Ninguno de los dos dijo nada mientras bajaban las escaleras ni al salir del edificio. Caminaron por la calle en silencio hasta que doblaron la esquina.

—Sabe algo —dijo Rahim en urdu.

—Estoy seguro de que conoce a alguno de los dos —repuso Tarar—. Puede que al enfermero. ¿Has visto con qué precaución respondía?

—Deberíamos volver antes de que les advierta.

—Voy a llamar a Saleem.

Rahim se quedó en la esquina, vigilando la salida del bloque, mientras Tarar llamaba a Saleem Cheema. M. K. salió del edificio a los pocos minutos. Rahim le dio un toquecito a Tarar en el hombro. Observaron cómo M. K. se alejaba en dirección a Colville Estate. Tarar colgó a Cheema y salieron corriendo detrás del camello. M. K. giró a la izquierda en Branch Place y dobló la esquina en un edificio que parecía un taller. Rebuscó en el bolsillo y sacó un manojo de llaves.

—¡Ve a por él! —dijo Tarar.

Para ser tan grande, Rahim se movía rápido y con extraordinario sigilo. Tarar vio que a M. K. se le doblaban las piernas de miedo nada más sentir la dureza del 38 de Rahim en los riñones. El grandullón lo rodeó con un brazo y lo guio hasta Tarar. Le hicieron doblar la esquina, donde no se los viera desde el taller.

—Creía que no salías los lunes y los martes —le soltó Tarar.

—Es mi estudio —dijo M. K. con voz temblorosa—. Iba a pintar un poco.

—¿Tienes algún modelo interesante para nosotros? —preguntó Tarar antes de asentir con la cabeza a Rahim, que le pegó una patada fortísima en la pierna a M. K. El traficante cayó de golpe al asfalto.

Le tenía cogido por el brazo y le puso un pie en el hombro y empezó a girarle la muñeca hasta que la articulación del hombro comenzó a salirse. M. K. gritaba.

—Están ahí, ¿verdad? —preguntó Tarar.

A M. K. le dolía tanto que no podía hablar. Tenía la cara contra el frío suelo. Asintió.

—Sabes adónde vamos ahora, ¿verdad? —dijo Tarar.

Rahim lo soltó y tiró de él para ponerlo de pie. M. K. volvió a gritar, se agarró el hombro y se quedó doblado. Rompió a llorar del miedo que sentía y Rahim, molesto, le pegó un golpe en la nuca.

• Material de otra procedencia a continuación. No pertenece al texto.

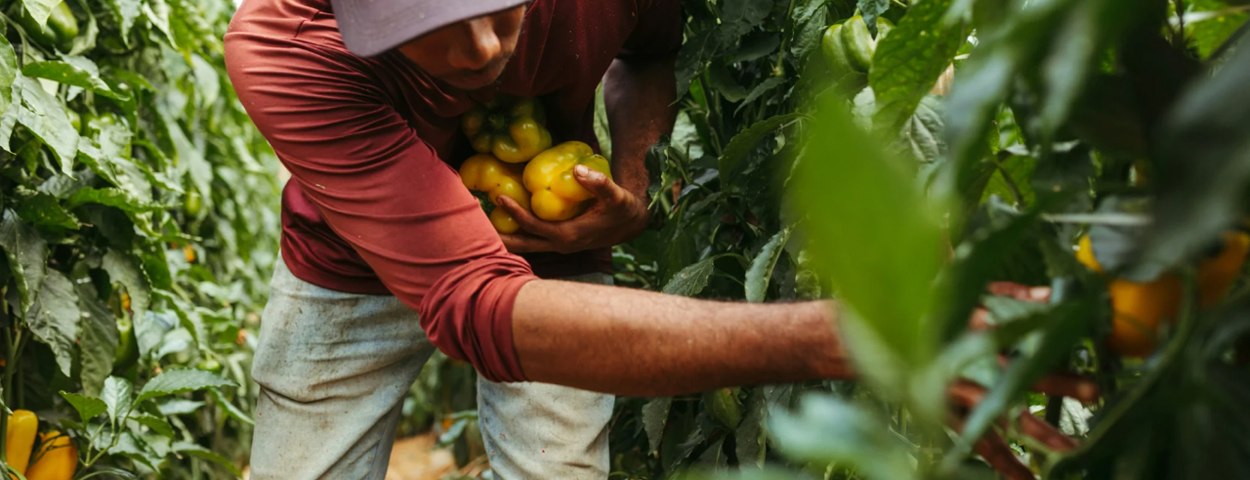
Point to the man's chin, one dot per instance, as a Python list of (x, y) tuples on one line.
[(474, 81)]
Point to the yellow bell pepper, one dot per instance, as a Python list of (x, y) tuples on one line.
[(509, 129), (485, 173), (56, 458), (1140, 308), (20, 439), (549, 176)]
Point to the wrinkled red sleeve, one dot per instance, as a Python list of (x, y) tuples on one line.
[(658, 34), (386, 193)]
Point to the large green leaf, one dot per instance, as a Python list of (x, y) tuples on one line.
[(870, 234), (125, 13), (124, 269), (761, 266), (178, 381), (54, 318), (828, 430), (199, 451), (45, 211), (40, 9), (119, 395), (691, 280), (28, 256), (45, 116), (71, 70), (86, 406), (745, 141), (98, 340), (1204, 163), (8, 76), (909, 61), (870, 10)]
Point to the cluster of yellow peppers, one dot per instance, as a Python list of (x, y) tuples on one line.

Fueron hasta el coche y Tarar llamó a dos de su equipo, que apostó a cada una de las entradas de Branch Place y a los que les dijo que llamaran si alguien salía o entraba del estudio.

Rahim se sentó detrás con M. K. Tarar se puso al volante. El camello se desplomó contra la ventana y lloró más fuerte que cuando era un niño e iba al internado.